Brian Moats went through the trouble of transcribing this long quote from James Jordan’s lectures on paedocommunion (well worth the read):
“”Think back to the garden. Adam and Eve…this time they don’t sin. They have a child. Does the child grow up knowing the Lord? Yes. The child, from the womb, is bonded in. Bonded to the mother and to God, just like John the Baptist who leaped for joy in the womb when he encountered Jesus. John as a fetus encounters Jesus as a fetus, and John LEAPS for joy….that’s a response of faith. People say, “do you believe children can have faith,” and I say, “Man I believe a FETUS can have faith!.” John the Baptist had faith in the womb. Now, I don’t know how much intellectual content it had, but he recognized Jesus. His heart had faith.
…back to Adam and Eve. The children would have grown up naturally knowing the Lord. They wouldn’t have to make a decision. Now, as they grow older they become more self-conscious in that relationship. Sin is what destroys this whole pattern of life…these bonds. If salvation means anything, if we are Trinitarian in our view, then I submit that to mean that these bonds [of father and son,community] are restored.
Our children do grow up knowing the Lord. Now, is that because we are MADE righteous and so our children are conceived without sin. NO. They are conceived in iniquity. They are born in sin, they are born dead. But the pattern of redemption follows the pattern of creation, and God baptizes our children and puts them in a relationship with himself. They may grow up to be an Esau and they may break this, but they start out inside by baptism. We don’t baptize our children because we presume they are regenerate. We baptize our children because we presume they are unregenerate… baptism is our claiming the promise.
Salvation, by implication, restores these relationships. It’s not just an individual thing. The Holy Spirit comes and we would expect then that God would put our children into a relationship with Himself just as if Adam and Eve had not sinned their children would have grown up in a relationship with God. And that’s what we find, of course. Have you ever known 4-6 year old children in Christian families who didn’t believe? If the parents went to church and brought their children along? And prayed [and discipled them]? Have you ever known small children who don’t believe? No. They do! They may get to be 13 or 14 [etc] and rebel, but when they are young they receive the faith of their parents. That’s God’s way.

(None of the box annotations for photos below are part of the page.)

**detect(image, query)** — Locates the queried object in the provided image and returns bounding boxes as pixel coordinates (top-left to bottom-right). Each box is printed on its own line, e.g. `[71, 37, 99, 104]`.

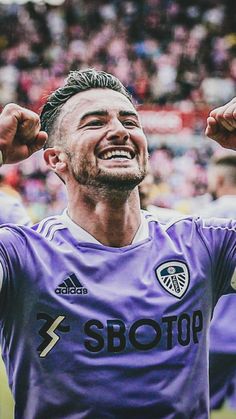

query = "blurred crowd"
[0, 0, 236, 221]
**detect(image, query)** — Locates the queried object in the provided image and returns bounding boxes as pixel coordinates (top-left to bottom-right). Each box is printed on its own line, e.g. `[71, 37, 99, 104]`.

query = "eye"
[122, 119, 139, 127]
[85, 119, 104, 127]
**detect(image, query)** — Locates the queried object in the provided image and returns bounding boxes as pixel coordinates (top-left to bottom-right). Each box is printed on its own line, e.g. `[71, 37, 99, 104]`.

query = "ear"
[43, 148, 67, 175]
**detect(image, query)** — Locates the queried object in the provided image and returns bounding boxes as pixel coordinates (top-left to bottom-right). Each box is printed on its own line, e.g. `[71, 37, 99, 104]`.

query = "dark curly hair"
[40, 68, 133, 148]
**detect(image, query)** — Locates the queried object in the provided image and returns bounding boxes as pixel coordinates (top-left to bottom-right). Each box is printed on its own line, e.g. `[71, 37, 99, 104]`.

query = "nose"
[107, 119, 130, 144]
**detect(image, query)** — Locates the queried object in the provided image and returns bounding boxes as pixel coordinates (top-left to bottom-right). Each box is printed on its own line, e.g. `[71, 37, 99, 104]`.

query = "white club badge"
[155, 261, 190, 298]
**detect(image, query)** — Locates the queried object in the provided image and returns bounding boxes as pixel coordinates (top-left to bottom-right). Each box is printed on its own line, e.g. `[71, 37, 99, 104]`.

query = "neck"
[68, 185, 141, 247]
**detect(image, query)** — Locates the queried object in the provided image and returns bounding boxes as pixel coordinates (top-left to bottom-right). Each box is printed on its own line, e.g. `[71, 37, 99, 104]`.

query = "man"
[0, 70, 236, 419]
[199, 154, 236, 410]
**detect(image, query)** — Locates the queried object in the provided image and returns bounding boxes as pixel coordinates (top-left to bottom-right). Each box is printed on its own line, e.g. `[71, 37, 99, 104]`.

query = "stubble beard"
[72, 155, 147, 193]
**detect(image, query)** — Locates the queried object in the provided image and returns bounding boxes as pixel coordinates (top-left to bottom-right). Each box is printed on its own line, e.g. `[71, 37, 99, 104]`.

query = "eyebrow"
[80, 109, 138, 124]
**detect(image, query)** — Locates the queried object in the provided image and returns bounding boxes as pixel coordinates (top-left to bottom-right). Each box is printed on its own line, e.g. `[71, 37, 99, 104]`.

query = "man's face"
[58, 89, 148, 190]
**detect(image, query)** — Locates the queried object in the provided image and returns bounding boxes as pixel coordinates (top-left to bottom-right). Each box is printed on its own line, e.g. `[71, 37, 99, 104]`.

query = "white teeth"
[102, 150, 132, 160]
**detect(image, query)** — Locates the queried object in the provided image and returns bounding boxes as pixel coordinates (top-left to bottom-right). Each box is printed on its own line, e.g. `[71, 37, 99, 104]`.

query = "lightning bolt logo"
[37, 313, 70, 358]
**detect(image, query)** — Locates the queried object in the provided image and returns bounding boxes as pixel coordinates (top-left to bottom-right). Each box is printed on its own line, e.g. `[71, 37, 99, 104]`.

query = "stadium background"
[0, 0, 236, 419]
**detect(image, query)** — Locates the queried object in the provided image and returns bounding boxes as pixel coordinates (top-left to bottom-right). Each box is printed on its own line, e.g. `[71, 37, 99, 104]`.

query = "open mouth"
[98, 149, 135, 160]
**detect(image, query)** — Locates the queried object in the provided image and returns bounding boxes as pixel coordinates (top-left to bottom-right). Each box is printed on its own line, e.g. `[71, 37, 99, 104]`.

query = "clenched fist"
[205, 98, 236, 150]
[0, 103, 47, 163]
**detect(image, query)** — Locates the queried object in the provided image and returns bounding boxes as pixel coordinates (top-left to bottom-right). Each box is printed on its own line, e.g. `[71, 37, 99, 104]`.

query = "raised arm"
[0, 103, 47, 163]
[205, 98, 236, 150]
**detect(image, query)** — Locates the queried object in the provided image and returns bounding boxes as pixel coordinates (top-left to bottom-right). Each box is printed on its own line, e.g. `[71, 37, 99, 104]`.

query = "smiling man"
[0, 69, 236, 419]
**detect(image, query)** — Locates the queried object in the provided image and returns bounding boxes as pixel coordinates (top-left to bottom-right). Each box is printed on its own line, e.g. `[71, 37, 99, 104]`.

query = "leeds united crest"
[155, 261, 189, 298]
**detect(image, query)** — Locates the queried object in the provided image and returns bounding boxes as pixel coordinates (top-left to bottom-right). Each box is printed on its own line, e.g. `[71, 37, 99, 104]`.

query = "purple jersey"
[0, 217, 236, 419]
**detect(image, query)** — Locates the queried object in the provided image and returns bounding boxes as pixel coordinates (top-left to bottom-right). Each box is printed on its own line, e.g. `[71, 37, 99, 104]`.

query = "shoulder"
[146, 212, 236, 232]
[0, 216, 66, 240]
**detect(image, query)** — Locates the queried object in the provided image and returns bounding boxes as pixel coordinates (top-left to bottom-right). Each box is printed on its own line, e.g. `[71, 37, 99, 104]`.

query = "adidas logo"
[55, 274, 88, 295]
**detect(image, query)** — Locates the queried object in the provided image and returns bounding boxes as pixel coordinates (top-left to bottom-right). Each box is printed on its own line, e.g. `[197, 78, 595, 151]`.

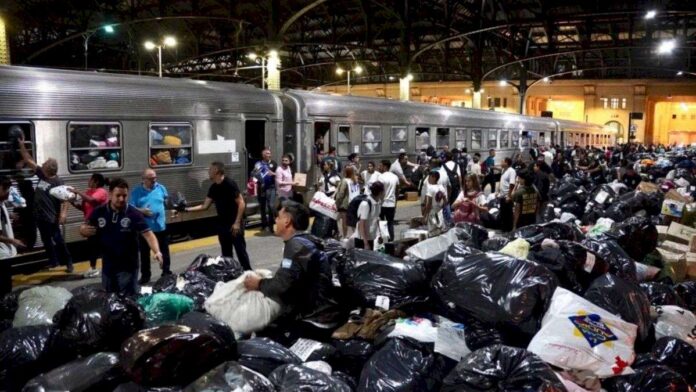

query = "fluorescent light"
[657, 39, 677, 54]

If God didn’t want it that way he wouldn’t have caused us to come into the world as little kids. There is nothing wrong with that [being a kid]. We think, somehow or other, there’s something wrong with that…for a child to believe what his parents tell him. That’s not wrong, that’s God’s way! If God didn’t want it that way children could pop into the world at the age of 20 who could make his own decision. Think about this. God’s way is for children to start out believing what their parents say, and then then begin to get to the point where they move away from their parents by degrees. First of all, there are terrible two’s where the child moves a little bit away. Then there’s terrible five’s, then there’s adolescence, and then eventually the child is out of the home. And each one of these defines a new stage and a new relationship with the parent. These stages are real. At each stage the child relates less to the father and the mother and more directly to God. That’s what we want. Children relate to God as Father. When they reach adolescence they begin to relate to God as husband. And that’s why they get involved in a passionate need to have a relationship with God the son that is like a spouse, for the same kinds of reason that they start to look for someone of the opposite sex. God puts them in a stage of life where they want a complementary relationship. Before that time they relate to God as a Father, they just climb into his lap. That’s not wrong. It’s just a different stage of life.”